Los mármoles dieron esplendor a las construcciones romanas, al igual que a los edificios griegos anteriores,
pero la argamasa, material equiparable al hormigón actual inventado por los romanos, les permitió levantar
edificios imposibles de construir con el anterior sistema de estructuras adinteladas. El opus caementicium
romano era una amalgama de piedras informes, cal y puzzolana volcánica, que suministró a los arquitectos
romanos los medios para cubrir espacios enormes con grandes arcos y bóvedas, y liberar al diseño
arquitectónico de los modelos rectilíneos que se usaron en la arquitectura griega.
Las cubiertas concrecionadas hicieron posible la construcción de los grandes anfiteatros y baños del mundo
romano, así como la cúpula del Panteón y algunos santuarios espectaculares en las colinas, como el de
Fortuna Primigenia en Palestina (finales del siglo II d.C.).
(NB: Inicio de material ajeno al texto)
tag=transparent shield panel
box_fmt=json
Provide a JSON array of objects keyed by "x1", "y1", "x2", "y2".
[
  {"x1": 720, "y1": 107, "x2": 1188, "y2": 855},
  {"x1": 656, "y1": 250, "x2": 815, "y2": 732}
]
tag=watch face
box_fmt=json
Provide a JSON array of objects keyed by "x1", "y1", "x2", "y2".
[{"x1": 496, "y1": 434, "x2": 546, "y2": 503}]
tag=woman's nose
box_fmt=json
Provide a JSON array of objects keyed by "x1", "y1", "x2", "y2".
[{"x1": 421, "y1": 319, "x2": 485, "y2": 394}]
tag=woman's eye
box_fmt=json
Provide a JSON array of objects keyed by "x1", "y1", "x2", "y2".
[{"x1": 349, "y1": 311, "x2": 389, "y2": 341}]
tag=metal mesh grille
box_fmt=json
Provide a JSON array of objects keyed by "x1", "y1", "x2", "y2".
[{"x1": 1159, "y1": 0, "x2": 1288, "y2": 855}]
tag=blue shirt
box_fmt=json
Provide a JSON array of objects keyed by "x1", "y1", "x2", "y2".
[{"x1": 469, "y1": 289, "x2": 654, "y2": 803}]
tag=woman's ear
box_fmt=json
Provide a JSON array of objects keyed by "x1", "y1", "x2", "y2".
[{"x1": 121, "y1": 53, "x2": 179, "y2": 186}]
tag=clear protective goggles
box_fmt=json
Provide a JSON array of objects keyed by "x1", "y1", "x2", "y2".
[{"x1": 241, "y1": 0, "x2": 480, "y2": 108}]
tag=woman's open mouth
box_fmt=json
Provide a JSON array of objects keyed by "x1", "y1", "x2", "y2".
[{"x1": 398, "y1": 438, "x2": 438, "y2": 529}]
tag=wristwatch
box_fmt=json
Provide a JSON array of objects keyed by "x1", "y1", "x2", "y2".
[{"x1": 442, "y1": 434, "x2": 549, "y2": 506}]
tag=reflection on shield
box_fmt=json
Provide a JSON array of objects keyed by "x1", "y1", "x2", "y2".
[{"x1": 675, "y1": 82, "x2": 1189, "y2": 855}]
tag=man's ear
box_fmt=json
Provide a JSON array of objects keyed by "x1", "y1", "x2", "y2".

Debido a que los muros y cubiertas estaban hechas
con moldes, los arquitectos comenzaron a experimentar con configuraciones irregulares que proporcionaban
un cierto dramatismo al interior de los edificios. Aunque la argamasa romana podía ser revestida con gran
variedad de materiales, el ladrillo fue el más popular durante el imperio. De hecho, durante los dos siglos
anteriores a nuestra era, el ladrillo llegó a ser apreciado por derecho propio como elemento de construcción en
las fachadas de los edificios. Las fachadas de argamasa revestida de ladrillo se convirtieron rápidamente en el
modelo favorito para los edificios grandes como las insulae o casas de apartamentos, las termas y los horrea o
almacenes (como los horrea de Epagathius en Ostia, del 145 al 150 d.C.).
La escultura
A lo largo de todo el mundo romano las estatuas y relieves escultóricos adornaron los edificios públicos y
privados. De hecho, algunas construcciones romanas fueron poco más que soportes monumentales para la
escultura.
Los arcos de triunfo
Los arcos de triunfo levantados en todas las partes del imperio se destacan como uno de los monumentos más
importantes. Aunque casi ninguno de los grandes grupos escultóricos (a menudo cuadrigas) que alguna vez
remataron estos arcos ha subsistido, el propósito originario de tales construcciones fue únicamente servir de
soporte a la estatuaria honorífica. Los arcos primitivos eran muy sencillos pero bajo Augusto y los
emperadores posteriores se fueron complicando. Con el tiempo se convirtieron en verdaderos soportes
propagandísticos, recubiertos con series extensas de bajorrelieves, anunciando las victorias y las grandes
hazañas de los emperadores. Las imágenes solían representar acontecimientos históricos concretos, pero
frecuentemente se desarrollaron también temas alegóricos en los que el emperador podía aparecer en
compañía de los dioses o recibiendo el homenaje de los pueblos conquistados.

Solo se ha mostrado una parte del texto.